I'm here to get some feedback and gauge interest in this C++ library. A brief rundown:
Azuti (ah-ZOO-tee) is a W3C standards-compliant library written in modern C++17/20.
It was originally built as the “Model” for a vector drawing application (SaviDraw), where it powered SVG-based document structures in an MVVM architecture.
Azuti is a made up namespace identifier that doesn't really mean anything.
Standards coverage (as of 2025 living specs)
DOM 4 – ~98% implemented.
Selectors 3 – basic functions (stubs for namespaces & pseudo-elements).
CSSDOM 2 Rules – subset for SVG (extensible for general CSS).
CSS Object Model.
CSS Syntax Module Level 3.
Geometry Level 1 – full coverage.
SVG 2 – ~50% (features needed for SaviDraw).
HTML – currently a stub, but expandable; elements without a corresponding C++ class are instantiated as generic Element nodes with attributes preserved.
Note: I'm in the process of updating the core DOM 4 mutation and event algorithms to support shadow trees.
Key design details
Written in modern C++ (17/20)
Statically-linked: takes advantage of the standard library, no runtime dependencies.
No naked pointers: all ownership is expressed through smart pointers.
Tested in a production application (SaviDraw).
Style resolution fully follows W3C rules (inheritance, scoping, cascading, etc.).
Includes a scoping undo manager based on the original W3C spec. Nested transactions are supported—beyond the spec).
Uses libxml2's SAX interface to parse text input.
Uses the Eigen library for the linear algebra calculations on the SVG end.
Potential uses
Standards-compliant XML/DOM library.
SVG / HTML manipulation and property resolution for the back-end.
Basis for application frameworks requiring DOM + CSS models.

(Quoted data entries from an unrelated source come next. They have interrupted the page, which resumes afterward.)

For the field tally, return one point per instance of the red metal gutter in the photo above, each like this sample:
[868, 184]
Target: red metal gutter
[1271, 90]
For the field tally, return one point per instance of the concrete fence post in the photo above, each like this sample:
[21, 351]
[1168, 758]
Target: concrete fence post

Provides the document manipulation power of a web browser without all the overhead of a web browser.
Business model (early thoughts)
Entry tier: binary + header licensing.
Upper tiers: potential strategic partnerships for further development.
An open-source licensing for commercial use is a possibility.
As I mentioned above, Azuti has been real-world tested in an SVG-based vector drawing application. In the M-V-VM architecture, Azuti was the MODEL section. The application interacted with Azuti strictly through the DOM 4 API: mutation observers, events, undo manager, etc.
I don't have any links to post yet, it's not vaporware, but I will post the contents of a few header files. I want to know if there would be any interest in commercial licensing of this library?